O presidente da ESTC, João Maria Mendes, recusou responder a um conjunto de perguntas enviadas esta semana pelo Observador. Comentou que “a presidência não valoriza o teor de conversas de corredor, nem pauta a sua ação e decisões por rumores ou relatos difíceis de comprovar.” O que sugere nunca ter havido investigação às queixas dos alunos. O mesmo responsável confirmou que o afastamento de Sá Gouveia da ESTC se deveu a uma avaliação negativa feita pelos pares quanto às “competências pedagógicas e científicas” e à “ética e deontologia” do docente.
SIC e TVI escolheram Sá Gouveia
A Lei do Cinema (decreto-lei 124/2013, de 30 de Agosto) diz que os nomes dos jurados do ICA são indicados por um órgão consultivo do Ministério da Cultura, a Secção Especializada para o Cinema e Audiovisual, SECA (método que tem motivado críticas de um largo conjunto de profissionais da sétima arte congregados na Plataforma das Estruturas de Cinema). O ICA tem a competência de “declarar o impedimento ou conhecer os pedidos de escusa ou suspeição relativos ao júri”, refere a lei. O mesmo diploma estabelece que cabe ao governo aprovar a lista de jurados, função atualmente desempenhada pelo secretário de Estado da Cultura, Miguel Honrado.

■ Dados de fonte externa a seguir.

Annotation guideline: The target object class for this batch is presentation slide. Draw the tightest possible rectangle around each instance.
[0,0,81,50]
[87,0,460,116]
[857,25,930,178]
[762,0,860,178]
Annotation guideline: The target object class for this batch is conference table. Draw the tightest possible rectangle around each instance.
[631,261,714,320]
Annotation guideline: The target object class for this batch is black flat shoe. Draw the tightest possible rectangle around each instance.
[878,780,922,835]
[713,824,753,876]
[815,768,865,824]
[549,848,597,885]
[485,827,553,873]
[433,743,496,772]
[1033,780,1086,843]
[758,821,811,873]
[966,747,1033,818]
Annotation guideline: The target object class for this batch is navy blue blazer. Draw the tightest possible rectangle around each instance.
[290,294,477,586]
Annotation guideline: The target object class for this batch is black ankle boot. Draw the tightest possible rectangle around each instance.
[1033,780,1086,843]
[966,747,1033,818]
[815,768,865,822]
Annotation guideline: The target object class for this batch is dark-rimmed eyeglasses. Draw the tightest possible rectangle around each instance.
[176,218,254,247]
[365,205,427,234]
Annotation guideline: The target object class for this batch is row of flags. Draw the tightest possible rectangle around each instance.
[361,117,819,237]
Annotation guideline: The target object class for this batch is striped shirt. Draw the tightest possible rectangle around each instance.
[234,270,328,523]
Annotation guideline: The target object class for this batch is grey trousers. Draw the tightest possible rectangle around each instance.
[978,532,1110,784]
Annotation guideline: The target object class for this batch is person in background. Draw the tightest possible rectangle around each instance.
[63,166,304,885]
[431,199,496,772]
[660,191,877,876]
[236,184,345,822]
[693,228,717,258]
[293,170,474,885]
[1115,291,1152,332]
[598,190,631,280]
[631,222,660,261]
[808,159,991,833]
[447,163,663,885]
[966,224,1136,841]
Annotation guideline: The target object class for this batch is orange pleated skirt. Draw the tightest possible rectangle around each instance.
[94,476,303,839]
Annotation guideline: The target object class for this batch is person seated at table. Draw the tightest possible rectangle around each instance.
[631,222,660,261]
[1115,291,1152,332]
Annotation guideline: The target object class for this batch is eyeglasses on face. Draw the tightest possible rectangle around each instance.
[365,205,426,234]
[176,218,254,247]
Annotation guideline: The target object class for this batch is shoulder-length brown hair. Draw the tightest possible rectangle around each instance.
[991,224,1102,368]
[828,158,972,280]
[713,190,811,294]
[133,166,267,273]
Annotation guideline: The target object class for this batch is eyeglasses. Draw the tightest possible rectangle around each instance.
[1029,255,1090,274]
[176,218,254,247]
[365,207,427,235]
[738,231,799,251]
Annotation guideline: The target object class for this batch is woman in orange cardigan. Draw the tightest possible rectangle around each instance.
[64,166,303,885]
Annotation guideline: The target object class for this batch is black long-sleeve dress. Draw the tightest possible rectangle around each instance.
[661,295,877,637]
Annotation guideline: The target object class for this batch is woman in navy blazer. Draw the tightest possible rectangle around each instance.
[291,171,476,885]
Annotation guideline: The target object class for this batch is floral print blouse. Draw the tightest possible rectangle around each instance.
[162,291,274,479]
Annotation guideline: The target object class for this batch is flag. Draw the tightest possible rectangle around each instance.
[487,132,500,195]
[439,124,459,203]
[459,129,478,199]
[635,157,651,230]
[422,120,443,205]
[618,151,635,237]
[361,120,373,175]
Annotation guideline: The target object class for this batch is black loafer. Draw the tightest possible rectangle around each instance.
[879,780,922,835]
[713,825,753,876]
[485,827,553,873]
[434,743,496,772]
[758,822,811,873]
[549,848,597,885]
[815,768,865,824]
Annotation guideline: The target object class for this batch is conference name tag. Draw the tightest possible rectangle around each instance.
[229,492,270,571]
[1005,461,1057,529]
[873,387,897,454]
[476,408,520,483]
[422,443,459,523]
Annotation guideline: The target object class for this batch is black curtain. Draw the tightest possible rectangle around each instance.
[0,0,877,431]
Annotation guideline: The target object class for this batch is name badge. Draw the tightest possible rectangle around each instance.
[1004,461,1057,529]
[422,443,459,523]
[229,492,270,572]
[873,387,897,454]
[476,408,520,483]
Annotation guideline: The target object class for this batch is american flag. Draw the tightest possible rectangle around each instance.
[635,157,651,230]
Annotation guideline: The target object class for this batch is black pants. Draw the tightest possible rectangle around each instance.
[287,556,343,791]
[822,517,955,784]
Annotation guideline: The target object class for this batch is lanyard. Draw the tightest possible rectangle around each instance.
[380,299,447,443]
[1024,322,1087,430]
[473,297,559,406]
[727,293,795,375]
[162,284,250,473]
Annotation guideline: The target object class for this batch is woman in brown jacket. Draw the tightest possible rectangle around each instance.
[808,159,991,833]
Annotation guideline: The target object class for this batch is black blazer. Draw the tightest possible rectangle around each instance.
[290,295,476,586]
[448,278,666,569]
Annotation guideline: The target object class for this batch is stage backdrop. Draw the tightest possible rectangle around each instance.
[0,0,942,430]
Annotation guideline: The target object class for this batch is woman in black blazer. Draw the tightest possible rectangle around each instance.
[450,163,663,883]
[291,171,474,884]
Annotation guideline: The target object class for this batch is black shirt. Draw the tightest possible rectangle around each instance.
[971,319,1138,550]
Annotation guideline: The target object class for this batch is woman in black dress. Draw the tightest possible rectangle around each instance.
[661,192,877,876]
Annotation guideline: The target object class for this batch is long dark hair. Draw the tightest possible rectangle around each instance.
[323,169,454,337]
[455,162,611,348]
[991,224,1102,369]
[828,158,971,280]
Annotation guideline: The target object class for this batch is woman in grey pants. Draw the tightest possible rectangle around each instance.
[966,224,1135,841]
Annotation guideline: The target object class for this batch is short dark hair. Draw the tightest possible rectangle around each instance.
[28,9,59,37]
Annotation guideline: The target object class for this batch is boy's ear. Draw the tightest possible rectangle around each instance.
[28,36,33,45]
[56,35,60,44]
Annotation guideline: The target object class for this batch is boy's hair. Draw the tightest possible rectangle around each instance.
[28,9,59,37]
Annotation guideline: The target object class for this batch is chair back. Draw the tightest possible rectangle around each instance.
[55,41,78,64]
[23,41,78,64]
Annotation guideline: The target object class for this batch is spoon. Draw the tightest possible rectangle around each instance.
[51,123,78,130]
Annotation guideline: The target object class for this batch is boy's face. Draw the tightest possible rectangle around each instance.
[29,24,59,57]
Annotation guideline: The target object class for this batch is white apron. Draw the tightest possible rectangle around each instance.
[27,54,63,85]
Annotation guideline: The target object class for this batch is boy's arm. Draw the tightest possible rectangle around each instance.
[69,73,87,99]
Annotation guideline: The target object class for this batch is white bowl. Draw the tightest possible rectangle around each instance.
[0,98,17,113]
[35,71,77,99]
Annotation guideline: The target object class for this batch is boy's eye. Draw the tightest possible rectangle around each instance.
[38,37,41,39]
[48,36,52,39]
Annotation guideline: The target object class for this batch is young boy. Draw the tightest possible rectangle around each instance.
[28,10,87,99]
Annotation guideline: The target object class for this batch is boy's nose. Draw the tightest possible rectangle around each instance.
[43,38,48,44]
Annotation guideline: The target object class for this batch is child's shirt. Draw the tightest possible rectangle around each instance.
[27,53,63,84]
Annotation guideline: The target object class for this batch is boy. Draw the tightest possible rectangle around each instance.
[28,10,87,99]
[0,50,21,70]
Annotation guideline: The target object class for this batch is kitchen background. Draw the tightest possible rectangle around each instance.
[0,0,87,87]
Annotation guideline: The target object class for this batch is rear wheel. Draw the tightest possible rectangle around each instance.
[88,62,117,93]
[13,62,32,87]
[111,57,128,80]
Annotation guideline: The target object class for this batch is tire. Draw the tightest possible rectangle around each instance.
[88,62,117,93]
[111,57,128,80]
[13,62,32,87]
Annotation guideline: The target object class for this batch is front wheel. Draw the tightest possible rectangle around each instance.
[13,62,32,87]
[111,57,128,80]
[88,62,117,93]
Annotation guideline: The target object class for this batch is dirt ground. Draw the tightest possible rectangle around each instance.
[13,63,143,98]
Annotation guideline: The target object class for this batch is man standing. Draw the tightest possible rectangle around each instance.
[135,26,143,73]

De acordo com informação prestado pelo ICA ao Observador, o nome de Jorge de Sá Gouveia foi aprovado a 7 de abril deste ano em reunião da SECA e os proponentes deste jurado foram a SIC e a TVI, duas das entidades do setor audiovisual com assento na SECA. Tratou-se da primeira participação de Sá Gouveia em júris do ICA. Além da queixa da Rosa Filmes, a Associação Portuguesa de Realizadores pediu esclarecimentos, por escrito, sobre este assunto e recebeu do ICA uma resposta verbal, de teor idêntico às respostas dadas à Rosa Filmes.
O Observador enviou no dia 18 um conjunto de perguntas ao secretário de Estado da Cultura, mas não obteve resposta até ao momento.